Usually, if you have a job for two years or more as a form of employment and income stability and a credit score that’s good enough. Paid down your debts and started saving then you could qualify for a mortgage.
A mortgage is a loan that’s secured on immovable property, normally your home; hence it’s also referred to as a home loan or bond. The mortgage is lent to you in a lump sum to pay for the property and is legally bound to the property by the attorneys who register your mortgage bond.
And it’s calculated by the lenders who takes the loan required (this is known as the principal sum). And then works out the interest you’ll owe them over the full term of the mortgage. And this interest is, in effect, an additional sum you now owe the lender.

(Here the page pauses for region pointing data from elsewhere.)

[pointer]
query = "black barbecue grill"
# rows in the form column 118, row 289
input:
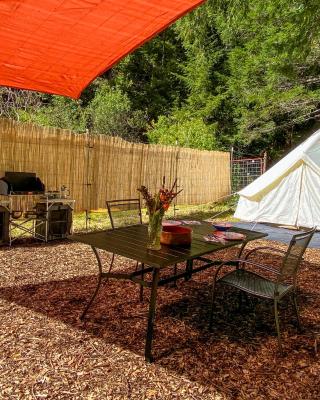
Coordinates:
column 21, row 183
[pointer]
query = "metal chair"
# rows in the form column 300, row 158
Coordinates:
column 285, row 281
column 125, row 212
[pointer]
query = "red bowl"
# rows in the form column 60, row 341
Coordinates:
column 176, row 236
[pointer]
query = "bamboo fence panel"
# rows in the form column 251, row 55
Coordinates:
column 97, row 167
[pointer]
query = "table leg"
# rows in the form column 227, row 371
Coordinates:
column 242, row 249
column 98, row 283
column 189, row 270
column 151, row 316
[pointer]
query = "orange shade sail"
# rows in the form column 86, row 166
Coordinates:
column 60, row 46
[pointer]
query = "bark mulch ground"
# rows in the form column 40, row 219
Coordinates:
column 47, row 353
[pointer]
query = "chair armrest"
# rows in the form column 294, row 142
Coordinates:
column 264, row 248
column 242, row 261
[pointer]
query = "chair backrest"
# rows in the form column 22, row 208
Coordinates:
column 294, row 254
column 124, row 212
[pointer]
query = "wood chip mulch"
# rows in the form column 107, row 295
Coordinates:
column 47, row 353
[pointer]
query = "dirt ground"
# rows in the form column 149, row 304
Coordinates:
column 47, row 353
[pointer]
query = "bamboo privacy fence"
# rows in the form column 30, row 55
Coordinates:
column 98, row 167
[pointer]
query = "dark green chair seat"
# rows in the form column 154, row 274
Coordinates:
column 262, row 286
column 254, row 284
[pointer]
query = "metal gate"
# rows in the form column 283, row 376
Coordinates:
column 246, row 170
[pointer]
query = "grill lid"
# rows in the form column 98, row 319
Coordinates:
column 21, row 183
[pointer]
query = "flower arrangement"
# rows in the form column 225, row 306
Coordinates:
column 157, row 204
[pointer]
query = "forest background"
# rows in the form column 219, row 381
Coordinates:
column 242, row 73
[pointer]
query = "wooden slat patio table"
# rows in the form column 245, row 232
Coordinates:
column 131, row 242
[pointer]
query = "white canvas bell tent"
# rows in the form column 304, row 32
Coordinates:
column 289, row 192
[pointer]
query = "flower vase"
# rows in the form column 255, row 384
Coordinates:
column 154, row 230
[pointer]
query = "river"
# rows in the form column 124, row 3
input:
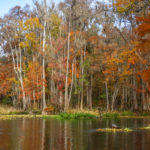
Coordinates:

Making it a total of two loans calculated by the annual cost of the interest multiplied by the term of the mortgage. And your instalments will change according to how the interest rate increases or decreases.

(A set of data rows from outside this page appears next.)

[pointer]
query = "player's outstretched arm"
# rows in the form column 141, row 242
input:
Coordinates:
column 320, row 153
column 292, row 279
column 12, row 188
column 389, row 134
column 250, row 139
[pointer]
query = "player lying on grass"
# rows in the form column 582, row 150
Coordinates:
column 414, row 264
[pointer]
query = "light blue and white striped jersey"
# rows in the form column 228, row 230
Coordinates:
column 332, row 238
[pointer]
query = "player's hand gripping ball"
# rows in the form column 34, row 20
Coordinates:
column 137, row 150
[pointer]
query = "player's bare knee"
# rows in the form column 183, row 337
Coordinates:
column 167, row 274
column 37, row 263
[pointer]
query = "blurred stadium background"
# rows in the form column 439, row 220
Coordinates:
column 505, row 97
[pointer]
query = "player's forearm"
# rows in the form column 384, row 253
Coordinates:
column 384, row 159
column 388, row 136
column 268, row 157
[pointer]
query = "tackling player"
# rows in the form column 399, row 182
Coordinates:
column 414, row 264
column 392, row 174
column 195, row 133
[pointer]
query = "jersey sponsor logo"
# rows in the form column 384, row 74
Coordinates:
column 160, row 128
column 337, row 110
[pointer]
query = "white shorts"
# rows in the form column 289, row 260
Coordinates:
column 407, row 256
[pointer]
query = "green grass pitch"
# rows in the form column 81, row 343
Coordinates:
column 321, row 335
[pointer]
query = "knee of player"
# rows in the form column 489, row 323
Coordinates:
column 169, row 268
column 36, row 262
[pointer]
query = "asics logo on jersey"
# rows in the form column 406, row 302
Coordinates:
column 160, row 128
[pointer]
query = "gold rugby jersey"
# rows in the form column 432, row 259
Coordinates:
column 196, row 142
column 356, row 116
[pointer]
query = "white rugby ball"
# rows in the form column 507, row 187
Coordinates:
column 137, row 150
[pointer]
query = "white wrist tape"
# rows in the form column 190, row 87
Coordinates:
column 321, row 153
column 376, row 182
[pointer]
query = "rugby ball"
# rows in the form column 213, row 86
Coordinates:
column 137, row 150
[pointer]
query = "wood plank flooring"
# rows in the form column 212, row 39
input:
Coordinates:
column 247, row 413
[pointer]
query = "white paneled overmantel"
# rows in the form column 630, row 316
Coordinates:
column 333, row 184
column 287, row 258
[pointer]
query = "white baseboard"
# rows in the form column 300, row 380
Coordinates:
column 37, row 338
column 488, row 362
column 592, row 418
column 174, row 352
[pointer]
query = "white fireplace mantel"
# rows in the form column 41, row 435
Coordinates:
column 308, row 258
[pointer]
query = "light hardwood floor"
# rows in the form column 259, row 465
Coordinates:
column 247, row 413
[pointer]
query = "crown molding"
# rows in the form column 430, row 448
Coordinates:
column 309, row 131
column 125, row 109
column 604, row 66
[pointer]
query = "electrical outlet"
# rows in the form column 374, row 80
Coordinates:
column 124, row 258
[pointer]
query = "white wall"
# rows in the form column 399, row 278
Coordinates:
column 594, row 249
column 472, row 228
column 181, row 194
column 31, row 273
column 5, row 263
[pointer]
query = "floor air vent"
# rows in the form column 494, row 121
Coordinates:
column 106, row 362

But getting the best mortgage rates isn’t just about your salary amount. As a more important consideration is an applicant’s debt-to-income ratio. To determine whether a homebuyer is able to afford their monthly mortgage payment by calculating how much income remains after debt payments are made.
This is calculated by taking your gross income, less all the deductions like tax, UIF to get your net income. Then work out what your total monthly expenses are like groceries, utility bills, car insurance. And add that to all your monthly commitments to any debts you have, credit cards, vehicle finance or loan repayments.
Subtract this amount from your net income and the amount you’re left with is your disposable income. This figure will be the maximum monthly mortgage repayment most lenders will allow.
Make extra repayments whenever you can as interest on a mortgage loan is calculated daily and then billed monthly. Because of this, if you make any additional payments into your home loan, you’ll reduce the outstanding balance and the interest that you pay.
Also the bigger your deposit, the better your chance of getting a lower interest rate and reducing the total interest charged on your bond. Helping you pay off your loan faster saving thousands of rands and years off the lifespan of your bond.
Also shop around for the best home loan deal to get the lowest interest rate possible from the outset.